1. Strong navigability. Although the weight of the medical lithium-ion battery pack is only 30% of that of the lead-acid battery, the medical lithium-ion battery has stronger continuation ability under the same voltage and capacitance.
2. Good low temperature discharge performance, medical lithium-ion battery pack can work normally at -25 degrees Celsius, but lead-acid batteries can work normally at a minimum of -10 degrees Celsius.
3. Long duration of charging: the capacity of a fully charged medical lithium-ion battery is still more than 80% in idle months, and the capacity of a lead-acid battery is only about 40%.

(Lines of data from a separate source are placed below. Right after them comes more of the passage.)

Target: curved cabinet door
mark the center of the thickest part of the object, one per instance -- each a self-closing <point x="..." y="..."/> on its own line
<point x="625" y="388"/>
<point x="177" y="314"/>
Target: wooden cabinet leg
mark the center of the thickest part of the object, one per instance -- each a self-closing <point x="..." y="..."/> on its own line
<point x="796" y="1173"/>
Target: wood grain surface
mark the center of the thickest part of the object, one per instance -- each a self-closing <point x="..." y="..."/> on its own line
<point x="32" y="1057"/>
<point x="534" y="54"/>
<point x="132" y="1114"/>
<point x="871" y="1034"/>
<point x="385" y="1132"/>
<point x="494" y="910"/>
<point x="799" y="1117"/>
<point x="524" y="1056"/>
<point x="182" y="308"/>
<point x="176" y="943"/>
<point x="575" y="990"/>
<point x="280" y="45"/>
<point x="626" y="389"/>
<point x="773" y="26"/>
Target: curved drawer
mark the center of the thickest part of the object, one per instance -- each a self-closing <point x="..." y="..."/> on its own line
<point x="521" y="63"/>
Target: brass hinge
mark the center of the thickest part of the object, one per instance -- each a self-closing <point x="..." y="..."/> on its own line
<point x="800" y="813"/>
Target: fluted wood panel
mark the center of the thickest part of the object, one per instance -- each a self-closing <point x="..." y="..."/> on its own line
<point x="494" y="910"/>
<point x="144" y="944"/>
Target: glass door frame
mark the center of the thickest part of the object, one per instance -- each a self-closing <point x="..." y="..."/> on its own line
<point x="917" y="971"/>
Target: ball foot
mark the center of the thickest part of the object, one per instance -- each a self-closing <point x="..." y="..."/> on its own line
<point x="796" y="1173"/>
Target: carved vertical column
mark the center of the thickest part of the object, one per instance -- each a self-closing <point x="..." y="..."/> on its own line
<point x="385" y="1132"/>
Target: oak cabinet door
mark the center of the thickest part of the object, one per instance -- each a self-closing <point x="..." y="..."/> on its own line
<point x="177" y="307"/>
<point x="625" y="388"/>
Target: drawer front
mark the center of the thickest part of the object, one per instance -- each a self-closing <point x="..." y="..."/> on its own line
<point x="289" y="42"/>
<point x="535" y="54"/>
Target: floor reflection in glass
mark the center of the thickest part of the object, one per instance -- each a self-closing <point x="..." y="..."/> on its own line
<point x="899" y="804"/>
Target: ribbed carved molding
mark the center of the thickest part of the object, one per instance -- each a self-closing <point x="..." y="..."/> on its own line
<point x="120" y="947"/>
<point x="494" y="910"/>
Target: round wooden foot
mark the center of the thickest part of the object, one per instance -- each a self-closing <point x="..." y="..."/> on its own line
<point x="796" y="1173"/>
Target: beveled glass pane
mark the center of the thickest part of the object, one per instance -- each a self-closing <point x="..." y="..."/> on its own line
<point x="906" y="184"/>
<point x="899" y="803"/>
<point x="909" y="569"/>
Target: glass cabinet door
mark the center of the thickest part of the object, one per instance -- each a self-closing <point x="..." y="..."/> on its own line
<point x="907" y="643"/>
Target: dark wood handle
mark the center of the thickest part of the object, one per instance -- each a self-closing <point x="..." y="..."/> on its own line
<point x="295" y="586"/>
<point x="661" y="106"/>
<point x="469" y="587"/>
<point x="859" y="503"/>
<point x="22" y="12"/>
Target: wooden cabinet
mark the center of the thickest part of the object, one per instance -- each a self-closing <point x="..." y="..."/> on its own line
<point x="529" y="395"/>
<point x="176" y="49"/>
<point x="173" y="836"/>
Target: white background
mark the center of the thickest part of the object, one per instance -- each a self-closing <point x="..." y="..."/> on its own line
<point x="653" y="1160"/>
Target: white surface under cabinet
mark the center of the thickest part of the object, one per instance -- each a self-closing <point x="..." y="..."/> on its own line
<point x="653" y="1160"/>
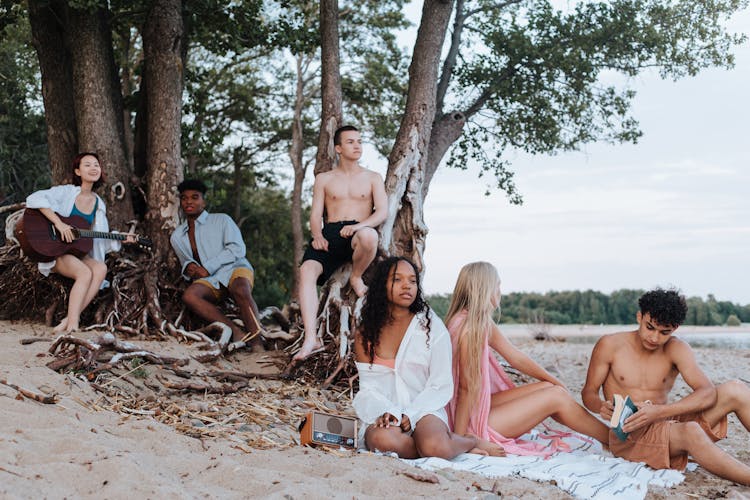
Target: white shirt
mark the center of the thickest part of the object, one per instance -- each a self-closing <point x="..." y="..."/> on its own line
<point x="61" y="199"/>
<point x="219" y="243"/>
<point x="421" y="382"/>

4. Long cycle life: The number of charge and discharge times of medical lithium-ion batteries is more than 500 times, and the discharge reaches 1C, while the discharge of lead-acid batteries is only 0.5C, and the service life is 300 times.
5. High specific energy: due to the small volume of the lithium-ion battery pack, but the storage capacity is large;
6. The normal working temperature range is wide: the working temperature of the medical lithium-ion battery pack works in the range of -25 to 55 degrees, and the lead-acid battery works in the range of 10 to 40 degrees.
7. High current efficiency: Unlike any previous secondary battery in aqueous solution, lithium-ion battery packs do not produce gas during normal charging and discharging, and the current efficiency is close to 100%, which is particularly suitable for use as power storage and Converted battery pack.
8. Clean and pollution-free: The medical lithium-ion battery pack does not contain toxic substances such as lead, blessing, and mercury. At the same time, because the battery must be well sealed, very little gas is released during use, and it does not pollute the environment. The solvent used to dissolve the binder in the manufacturing process can also be completely recovered.
9. Low self-discharge rate: The lithium-ion battery pack adopts a non-aqueous electrolyte system, and the lithium-inserted carbon material is thermodynamically unstable in the non-aqueous electrolyte system. During the first charge and discharge process, a solid electrolyte interphase (SEI) film will be formed on the surface of the carbon negative electrode due to the reduction of the electrolyte, allowing lithium ions to pass through but not electrons, and makes the electrode active materials of different charge states. In a relatively stable state, it has a low self-discharge rate.